Johnson v. Sharpstown State Bank

Annotate this Case

508 S.W.2d 73 (1974)

Emery O. JOHNSON, Petitioner, v. SHARPSTOWN STATE BANK et al., Respondents.

No. B-4481.

Supreme Court of Texas.

March 27, 1974.

Biggers, Baker, Lloyd, Stephenson, Biggers & Beasley, John C. Biggers and B. V. McDermott, Dallas, for petitioner.

Strasburger, Price, Kelton, Martin & Unis, Royal H. Brin, Jr., and Frank L. Skillern, Jr., Dallas, Morton L. Susman and Jerry G. Hill, Chamberlain, Hrdlicka, White & Waters, George A. Hrdlicka, Houston, for respondent.

PER CURIAM.

Plaintiff, Emery O. Johnson, sued the Defendants, Sharpstown State Bank, et al., a state bank in liquidation, seeking to have a note to said bank declared void. The suit was filed in Dallas County. The bank is domiciled in Harris County. Upon the bank's plea of privilege and in accordance with Article 342-801 et seq., V.A.C.S.[1], the trial court in Dallas County transferred the cause to the District Court of Harris County. Emery O. Johnson appealed to the Court of Civil Appeals on points of error dealing with venue. The Court of Civil Appeals dismissed the cause, reasoning that Article 342-801 et seq. provided exclusive jurisdiction in Harris County. Tex. Civ.App., 503 S.W.2d 667.

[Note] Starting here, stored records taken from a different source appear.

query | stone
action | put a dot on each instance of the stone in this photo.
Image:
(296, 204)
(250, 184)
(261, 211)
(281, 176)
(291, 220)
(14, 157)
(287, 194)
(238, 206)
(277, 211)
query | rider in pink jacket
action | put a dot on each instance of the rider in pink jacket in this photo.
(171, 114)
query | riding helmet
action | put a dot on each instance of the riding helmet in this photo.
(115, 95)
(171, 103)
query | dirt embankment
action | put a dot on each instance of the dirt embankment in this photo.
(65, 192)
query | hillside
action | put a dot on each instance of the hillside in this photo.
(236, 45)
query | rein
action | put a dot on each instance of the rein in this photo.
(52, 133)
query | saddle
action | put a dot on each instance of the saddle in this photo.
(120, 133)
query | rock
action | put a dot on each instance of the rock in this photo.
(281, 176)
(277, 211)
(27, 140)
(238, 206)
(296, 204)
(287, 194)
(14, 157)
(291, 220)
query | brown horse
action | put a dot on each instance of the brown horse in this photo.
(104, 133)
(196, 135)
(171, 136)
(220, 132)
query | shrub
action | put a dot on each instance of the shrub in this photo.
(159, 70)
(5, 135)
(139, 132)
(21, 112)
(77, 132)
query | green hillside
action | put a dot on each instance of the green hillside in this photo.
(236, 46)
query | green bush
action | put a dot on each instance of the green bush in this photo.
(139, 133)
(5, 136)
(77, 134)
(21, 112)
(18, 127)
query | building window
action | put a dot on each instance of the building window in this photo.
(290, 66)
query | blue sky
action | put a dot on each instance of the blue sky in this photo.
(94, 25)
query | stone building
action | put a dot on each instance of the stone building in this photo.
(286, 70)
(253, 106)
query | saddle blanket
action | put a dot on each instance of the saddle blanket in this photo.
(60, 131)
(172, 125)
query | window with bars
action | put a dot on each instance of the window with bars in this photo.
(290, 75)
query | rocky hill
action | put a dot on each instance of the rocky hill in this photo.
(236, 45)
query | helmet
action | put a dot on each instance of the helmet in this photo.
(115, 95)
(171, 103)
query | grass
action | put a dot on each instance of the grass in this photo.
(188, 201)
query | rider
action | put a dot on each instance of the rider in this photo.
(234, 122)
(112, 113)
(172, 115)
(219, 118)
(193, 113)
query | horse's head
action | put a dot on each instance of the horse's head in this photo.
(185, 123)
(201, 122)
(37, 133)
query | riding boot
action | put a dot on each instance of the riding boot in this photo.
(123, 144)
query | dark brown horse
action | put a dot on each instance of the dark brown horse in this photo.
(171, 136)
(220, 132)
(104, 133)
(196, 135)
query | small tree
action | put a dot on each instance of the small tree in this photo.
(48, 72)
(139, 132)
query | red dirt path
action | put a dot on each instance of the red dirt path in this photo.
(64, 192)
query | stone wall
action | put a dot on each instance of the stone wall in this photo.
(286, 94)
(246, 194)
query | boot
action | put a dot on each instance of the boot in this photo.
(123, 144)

An order sustaining or overruling a plea of privilege is interlocutory. It is appealable only by virtue of Article 2008. The Court of Civil Appeals had jurisdiction to consider only the questions concerning venue. Its dismissal of the cause conflicts with Article 2008 and Texas State Board of Examiners in Optometry v. Carp, 162 Tex. 1, 343 S.W.2d 242 (1961).

Pursuant to Rule 483, Texas Rules of Civil Procedure, upon granting the application for writ of error and without hearing argument in the case, we reverse the judgment of the Court of Civil Appeals and affirm the judgment of trial court transferring the cause to the 152nd Judicial District Court of Harris County.

NOTES

[1] References are to Vernon's Annotated Civil Statutes.